Research Press Release
【物理学】非接触方式でクリーンな水蒸気を発生させる
Nature Communications
2018年12月12日
太陽光と光吸収材料を用い、この材料を塩水や汚染水と直接接触させずにクリーンな水蒸気を生成する方法について報告する論文が、今週掲載される。
熱伝導材を水面に浮かばせて太陽光で加熱する手法は、塩水を加熱して水蒸気を生成するための低コストで環境に優しい方法で、生成された水蒸気を凝縮させて飲料水を作ることができる。しかし、この過程の後に残る塩分や不純物が必然的に熱伝導材を汚損するため、このデバイスの性能は、使用期間が長くなると低下する。
今回、Thomas Cooper、Gang Chenたちの研究グループは、水と物理的に接触させる必要のない光吸収材料を用いたデバイスを作り出した。このデバイスは、熱伝導によって水を直接加熱するのではなく、赤外線を発する黒色塗装部を加熱する。水は、このデバイスの下側のやや離れた所にあり、赤外線を吸収して加熱され、水蒸気を発生する。

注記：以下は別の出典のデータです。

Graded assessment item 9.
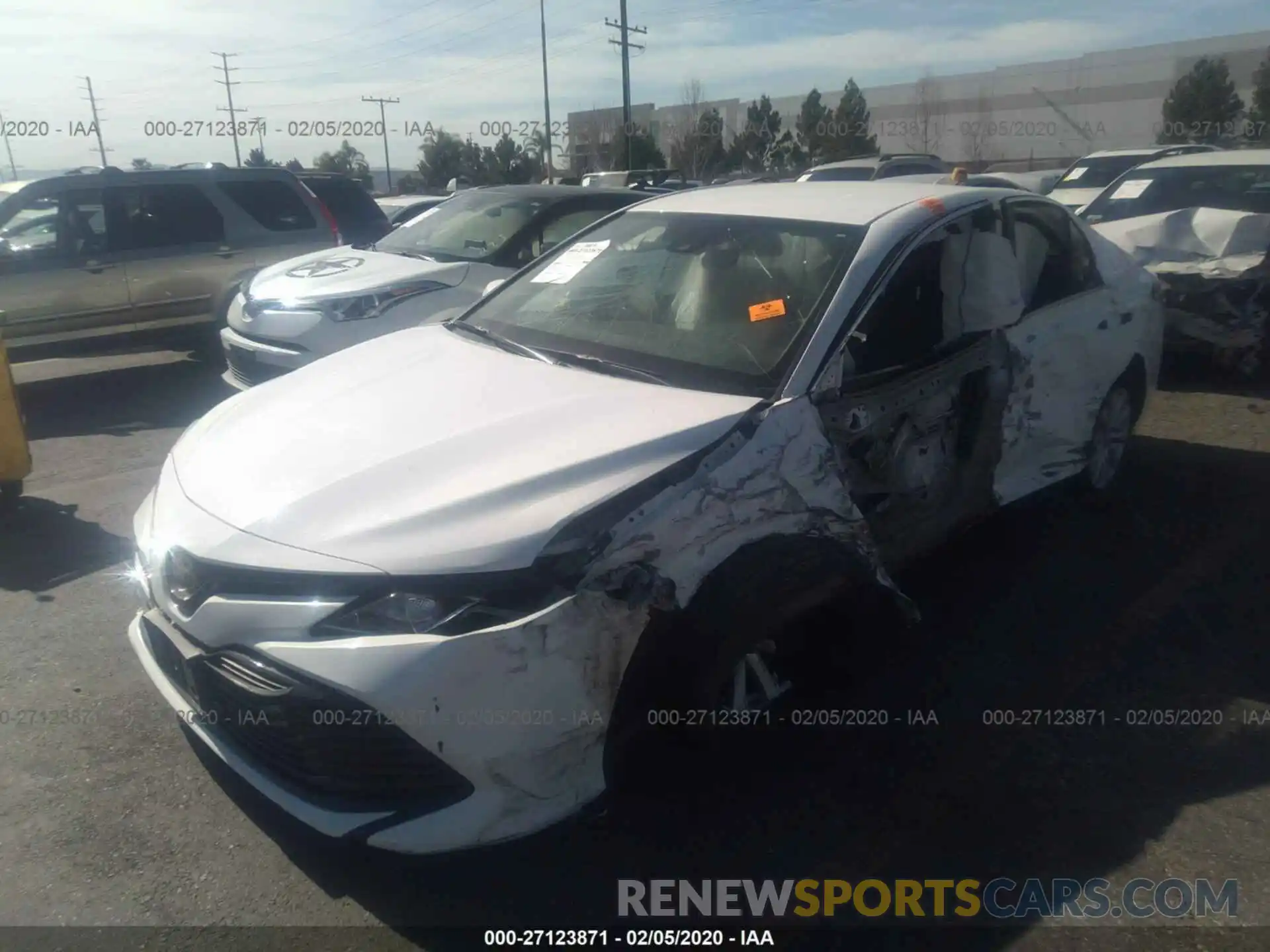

このようにデバイスが水と接触しないため、デバイスの汚損を避けることができ、使用時間が長くなってもクリーンな水を効率的に生成できる。このような太陽光を利用した脱塩システムは、持続可能な方法で全世界に飲料水を供給するという遠大な課題に取り組むことができるかもしれない、と研究グループは結論付けている。
doi:10.1038/s41467-018-07494-2
「Nature 関連誌注目のハイライト」は、ネイチャー広報部門が報道関係者向けに作成したリリースを翻訳したものです。より正確かつ詳細な情報が必要な場合には、必ず原著論文をご覧ください。